Importing and recoding data

Lecture 10

Author
Affiliation

John Zito

Duke University
STA 199 Spring 2026

Published

February 16, 2026

While you wait: Participate 📱💻

To keep some rows in a data frame and discard others, I use BLANK. To keep some columns and discard others, I use BLANK.

  • group_by; arrange;
  • filter; select;
  • bye row; seeya column;
  • a shovel; your bear hands;
  • select; filter

Scan the QR code or go HERE. Log in with your Duke NetID.

On the horizon

Spring break is three weeks away.

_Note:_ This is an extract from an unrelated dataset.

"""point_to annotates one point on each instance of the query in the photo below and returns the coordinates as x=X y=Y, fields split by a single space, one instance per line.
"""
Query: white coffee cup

Here’s what happens in the meantime:

  • Wed Feb 18: submit HW 4;
  • Thu Feb 19: JZ posts Midterm 1 study-guide;
  • Thu Feb 19: meet project teams and start proposal;
  • Sun Feb 22: proposal due;
  • Wed Feb 25: Midterm 1 in-class;
  • Thu Feb 26: proposal feedback returned;
  • Thu Feb 26: Midterm 1 take-home posted;
  • Sun Mar 01: submit Midterm 1 take-home;
  • Thu Mar 05: make some major project progress.

. . .

After that, I forbid any of us from thinking about this class until March 16 at the earliest.

Reading data into R

Reading rectangular data

  • Using readr:
    • Most commonly: read_csv()
    • Maybe also: read_tsv(), read_delim(), etc.

. . .

. . .

  • Using googlesheets4: read_sheet() – We haven’t covered this in the videos, but might be useful for your projects

Application exercise

Reading and writing CSV files

  • Read a CSV file

  • Split it into subsets based on features of the data

  • Write out subsets as CSV files

Age gap in Hollywood relationships

What is the story in this visualization?